# Seatpost Advice



## JetSpeed (Nov 18, 2002)

I have a few Thomson seatposts (no set-back) which I love for their 
ability to adjust nearly infinitely, strength, and beauty in that order.
I especially like the fact when mounted, the seat sits DIRECTLY on top
of the post itself.

BUT, I'd to know if anyone could recommend a seatpost that does
exactly what the Thomson does but lighter. 

I believe the the Masterpiece is 193g for a 31.6mm and $137.00 shipped.

Thanks all!


----------



## oily666 (Apr 7, 2007)

It depends on what diameter you need. If it's 25.0, Thompson is all you get and that may only be the Elite which is heavier. The Easton EC90 Zero (set back) weighs 190 grams also. Beyond Bikes has it for $99.95 which will still cost you $2.00/gram for the weight you save. The only appreciable weight reduction you'll find is a USE Alien or Cyclops at 138 grams but it has a small amount of set back and is a pain to use if you want to put the saddle to it's most forward possition. 

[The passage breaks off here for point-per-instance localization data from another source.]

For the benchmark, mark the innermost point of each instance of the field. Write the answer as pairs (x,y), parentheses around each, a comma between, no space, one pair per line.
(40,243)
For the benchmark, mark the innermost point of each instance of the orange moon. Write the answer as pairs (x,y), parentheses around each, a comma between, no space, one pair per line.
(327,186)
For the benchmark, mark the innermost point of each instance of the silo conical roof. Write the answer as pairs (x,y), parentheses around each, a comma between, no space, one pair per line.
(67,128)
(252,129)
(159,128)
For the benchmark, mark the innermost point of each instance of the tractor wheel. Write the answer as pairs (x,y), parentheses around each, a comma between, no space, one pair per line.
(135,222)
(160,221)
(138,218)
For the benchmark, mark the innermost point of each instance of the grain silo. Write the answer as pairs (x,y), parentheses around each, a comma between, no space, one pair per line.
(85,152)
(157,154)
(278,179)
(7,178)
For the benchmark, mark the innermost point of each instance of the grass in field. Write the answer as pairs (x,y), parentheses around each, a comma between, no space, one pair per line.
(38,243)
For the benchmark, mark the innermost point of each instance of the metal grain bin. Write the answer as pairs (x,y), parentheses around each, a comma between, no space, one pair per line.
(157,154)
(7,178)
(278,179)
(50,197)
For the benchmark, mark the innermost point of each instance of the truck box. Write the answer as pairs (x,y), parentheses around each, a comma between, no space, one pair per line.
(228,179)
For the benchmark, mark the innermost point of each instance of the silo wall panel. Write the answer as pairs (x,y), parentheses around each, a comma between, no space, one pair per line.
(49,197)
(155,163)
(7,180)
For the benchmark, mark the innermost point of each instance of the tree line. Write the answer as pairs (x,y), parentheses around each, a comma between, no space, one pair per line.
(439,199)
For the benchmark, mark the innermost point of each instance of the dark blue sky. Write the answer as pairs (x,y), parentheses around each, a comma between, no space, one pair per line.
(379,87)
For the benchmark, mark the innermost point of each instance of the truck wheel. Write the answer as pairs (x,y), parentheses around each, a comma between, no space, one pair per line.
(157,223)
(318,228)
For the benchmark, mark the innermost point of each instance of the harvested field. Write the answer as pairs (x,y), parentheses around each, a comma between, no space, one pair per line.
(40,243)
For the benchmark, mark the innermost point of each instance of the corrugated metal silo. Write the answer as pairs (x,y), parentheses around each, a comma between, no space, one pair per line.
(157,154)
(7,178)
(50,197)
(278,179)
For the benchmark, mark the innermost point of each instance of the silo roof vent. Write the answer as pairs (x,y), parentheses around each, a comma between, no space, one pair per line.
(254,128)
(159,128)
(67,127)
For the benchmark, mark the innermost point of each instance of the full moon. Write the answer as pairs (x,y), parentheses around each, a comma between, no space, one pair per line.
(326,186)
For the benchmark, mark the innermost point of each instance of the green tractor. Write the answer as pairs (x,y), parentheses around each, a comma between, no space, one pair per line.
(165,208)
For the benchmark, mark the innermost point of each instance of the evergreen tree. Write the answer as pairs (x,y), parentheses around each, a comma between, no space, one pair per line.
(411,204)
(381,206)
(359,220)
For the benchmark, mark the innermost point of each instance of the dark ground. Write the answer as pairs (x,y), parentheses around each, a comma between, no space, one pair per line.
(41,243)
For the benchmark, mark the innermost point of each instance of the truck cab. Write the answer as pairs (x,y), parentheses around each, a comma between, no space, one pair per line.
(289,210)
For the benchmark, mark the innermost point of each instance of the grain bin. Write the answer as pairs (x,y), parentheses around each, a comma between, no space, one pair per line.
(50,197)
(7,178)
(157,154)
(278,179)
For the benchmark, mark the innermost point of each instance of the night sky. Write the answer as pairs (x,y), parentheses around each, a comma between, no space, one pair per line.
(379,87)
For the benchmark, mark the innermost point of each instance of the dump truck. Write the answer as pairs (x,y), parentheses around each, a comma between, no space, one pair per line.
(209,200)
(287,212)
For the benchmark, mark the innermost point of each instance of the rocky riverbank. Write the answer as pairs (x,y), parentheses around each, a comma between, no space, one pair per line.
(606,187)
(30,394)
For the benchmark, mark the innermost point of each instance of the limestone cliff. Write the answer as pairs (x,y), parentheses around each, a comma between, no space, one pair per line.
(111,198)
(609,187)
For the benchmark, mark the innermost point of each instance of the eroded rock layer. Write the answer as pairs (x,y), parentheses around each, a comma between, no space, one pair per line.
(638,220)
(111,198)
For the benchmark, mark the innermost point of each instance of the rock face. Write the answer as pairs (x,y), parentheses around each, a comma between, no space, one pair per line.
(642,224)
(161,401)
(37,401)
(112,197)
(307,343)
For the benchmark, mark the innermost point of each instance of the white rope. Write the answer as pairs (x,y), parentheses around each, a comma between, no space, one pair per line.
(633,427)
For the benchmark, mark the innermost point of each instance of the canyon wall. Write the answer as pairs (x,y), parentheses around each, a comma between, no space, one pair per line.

A good dump in the morning can save a half pound or more.


----------



## JetSpeed (Nov 18, 2002)

Yea, it looks like the Masterpiece is IT for me.


----------



## Mdeth1313 (Nov 1, 2001)

you can buy a ti bolt kit from torontocycles, that should drop the weight a bit as well.


----------



## chirider990 (Apr 18, 2004)

i would not recommend the alien. I had it slip several times when riding. However, I was near 200lbs at the time. It was light though.


----------